Ensuite, certains experts, particulièrement les physiciens nucléaires ou les biologistes partent de raisonnements scientifiques de type théorique : se basant par exemple sur l’observation de premiers effets de l’émission de substances radioactives, et connaissant bien les paramètres de développement de ces substances, leur nocivité et leurs durées de vie, ils déduisent des nombres probables de morts. On en a eu une illustration lors de l’épisode dit de "la vache folle" où on a cru pouvoir prédire une évolution exponentielle à partir du comptage des premiers cas de personnes contaminées; mais cette courbe exponentielle ne s’est jamais concrétisée. La démarche des démographes cités plus haut est toute différente de celle des physiciens et des biologistes : ils n’ont aucun modèle prédictif et "se contentent" d’observer les faits. Dans le cas de Tchernobyl, ils ne parviennent pas à mettre en évidence un quelconque effet mortifère dû à la catastrophe; cela les étonne eux-mêmes.
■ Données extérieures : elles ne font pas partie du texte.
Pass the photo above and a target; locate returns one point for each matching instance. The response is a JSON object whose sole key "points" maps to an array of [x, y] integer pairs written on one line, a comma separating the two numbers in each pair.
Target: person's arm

Pas une négation des victimes

Cette "non-évidence" des démographes n’est pas une négation de la gravité de l’explosion nucléaire à Tchernobyl ni de ses conséquences horribles pour les victimes, au premier rang desquelles on doit mentionner les liquidateurs de la centrale, que Svetlana Alexievitch a célébrés dans "La supplication".

Nous pensons donc qu’il faut "raison garder" : la catastrophe de Tchernobyl ne signe pas l’arrêt de mort de l’humanité, même pas celle des habitants des régions très contaminées autour de la centrale nucléaire; mais il faut aussi "garder des doutes" à la fois sur la temporalité des conséquences, sur la fiabilité de nos installations industrielles, nucléaires et autres, et sur la croyance trop souvent aveugle dans la pérennité du progrès et l’inéluctabilité de notre marche vers des lendemains qui chanteraient…

Pour se donner un éclairage diversifié sur cette problématique, citons, parmi l’abondante littérature consacrée au sujet, les quatre références suivantes :

Alexievitch Svetlana, "La supplication, Tchernobyl, chroniques du monde après l’apocalypse", 268pp, JC Lattès, 1998

Grigoriev Pavel, "Crise sanitaire et tendances de la mortalité par cause en Biélorussie (1965-2008).", Population1/2012 (Vol. 67), p. 7-39.

Meslé France and Poniakina Svitlana, "Prypiat died - long live Slavutych : Mortality profile of population evacuated from Chernobyl exclusion zone", Chaire Quetelet, UCL-2012

Molitor Marc, "Tchernobyl; déni passé, menace future ?", 275 pp, Editions Racine, 2011.